Telomere over‐elongation in TetR‐shSAMHD1 SUIT2 cells depends on prolonged SAMHD1 depletion. (A) SAMHD1 expression in tetR‐shSAMHD1 SUIT2 cells during prolonged silencing with doxycycline. SAMHD1 mRNA expression was analyzed in tetR‐shSAMHD1 SUIT2 cells by qRT‐PCR and normalized to Succinate Dehydrogenase Complex Flavoprotein subunit A (SDHA) mRNA expression. The abundance of SAMHD1 was calculated relative to the expression detected in SAMHD1 proficient SUIT2 cells. TetR‐shSAMHD1 SUIT2 cells were cultured for 1, 2 and 3 months in either the presence or absence of 50 ng/mL doxycycline.

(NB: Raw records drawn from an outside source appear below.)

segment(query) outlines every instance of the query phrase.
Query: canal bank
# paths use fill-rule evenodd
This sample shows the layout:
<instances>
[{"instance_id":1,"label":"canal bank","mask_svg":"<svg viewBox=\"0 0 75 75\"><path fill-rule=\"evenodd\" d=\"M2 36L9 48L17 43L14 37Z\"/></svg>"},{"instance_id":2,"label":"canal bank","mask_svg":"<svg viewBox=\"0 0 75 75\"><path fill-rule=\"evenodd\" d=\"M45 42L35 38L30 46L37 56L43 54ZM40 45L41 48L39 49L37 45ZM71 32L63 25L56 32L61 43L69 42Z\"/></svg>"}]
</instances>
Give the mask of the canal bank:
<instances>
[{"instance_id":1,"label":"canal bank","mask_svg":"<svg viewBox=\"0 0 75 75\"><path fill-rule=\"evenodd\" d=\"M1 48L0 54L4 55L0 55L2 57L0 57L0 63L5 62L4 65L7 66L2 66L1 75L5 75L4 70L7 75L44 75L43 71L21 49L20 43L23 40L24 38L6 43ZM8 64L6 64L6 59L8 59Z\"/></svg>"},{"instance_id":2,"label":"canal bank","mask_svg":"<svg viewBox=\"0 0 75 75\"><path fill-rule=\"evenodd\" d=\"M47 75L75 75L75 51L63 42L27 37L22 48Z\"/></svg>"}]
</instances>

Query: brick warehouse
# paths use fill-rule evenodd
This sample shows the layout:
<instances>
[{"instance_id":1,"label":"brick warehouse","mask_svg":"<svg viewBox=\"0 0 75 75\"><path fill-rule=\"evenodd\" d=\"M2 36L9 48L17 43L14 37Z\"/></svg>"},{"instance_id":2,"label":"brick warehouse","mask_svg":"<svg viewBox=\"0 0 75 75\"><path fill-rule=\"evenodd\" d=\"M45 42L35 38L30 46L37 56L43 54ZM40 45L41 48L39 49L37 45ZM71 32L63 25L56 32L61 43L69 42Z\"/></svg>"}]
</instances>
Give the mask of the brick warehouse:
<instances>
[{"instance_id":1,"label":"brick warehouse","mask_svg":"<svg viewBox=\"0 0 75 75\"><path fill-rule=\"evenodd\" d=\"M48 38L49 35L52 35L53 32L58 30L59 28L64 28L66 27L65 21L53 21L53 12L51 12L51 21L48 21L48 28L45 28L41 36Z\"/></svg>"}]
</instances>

Data are means of two independent experiments for each stage analyzed in triplicate. Bars represent means ± SE. ***p < .001 (two‐tailed Student's t test). (B) dNTP pool content was measured in TetR‐shSAMHD1 SUIT2 cells kept in culture for two months in either the presence or absence of 50 ng/mL Doxycycline. Data were obtained from two biological samples of each cell line, each analyzed in triplicate. Bars represent means ± SE. ***p < .001 (two‐tailed Student's t test). (C) Proportion of each dNTP as a percentage of the total dNTP pool in tetR‐shSAMHD1 SUIT2 cells cultured in the presence or absence of 50 ng/mL doxycycline. (D) Mean telomere lengths measured by qPCR analysis in tetR‐shSAMHD1 SUIT2 cells relative to SAMHD1 proficient SUIT2 cells. TetR‐shSAMHD1 SUIT2 cells were cultured for 1, 2 and 3 months in either the presence or absence of 50 ng/mL doxycycline. Bars represent means ± SE. ***p < .001 (two‐tailed Student's t test).

FIGURE 5

SAMHD1 is required to suppress telomere fragility in hTERT immortalized skin fibroblasts. Representative images of a normal chromosome (A) and two chromosomes with fragile telomeres indicated by white arrows in (B). Telomeres and centromeres were detected respectively with Alexafluor‐488 and Alexafluor‐647, chromosomes were counterstained with DAPI. (C) Quantification of fragile telomeres per metaphase in Early, Mid and Late samples of hTERT AGS P1 and P2 and WT fibroblasts (WT1 and WT2) analyzed by metaphase Q‐FISH. Proportions were calculated from at least 20 metaphase spreads for each cell line and stage. Bars represent means ± SE. ***p < .001 (two‐tailed Student's t test, as applied for mean comparisons, or Analysis of variance as applied on the whole set of data).

FIGURE 6

A Model for SAMHD1 as a gatekeeper of telomere stability in telomerase positive cells. In SAMHD1 proficient cells the dGTP pool represents less than 10% of the total dNTP pool which preserves telomere length and structure. SAMHD1 deficiency both in immortalized fibroblasts and telomerase positive cancer cells expands the dGTP content which enhances telomerase processivity leading to telomere elongation (open arrows) and fragility (dark arrows).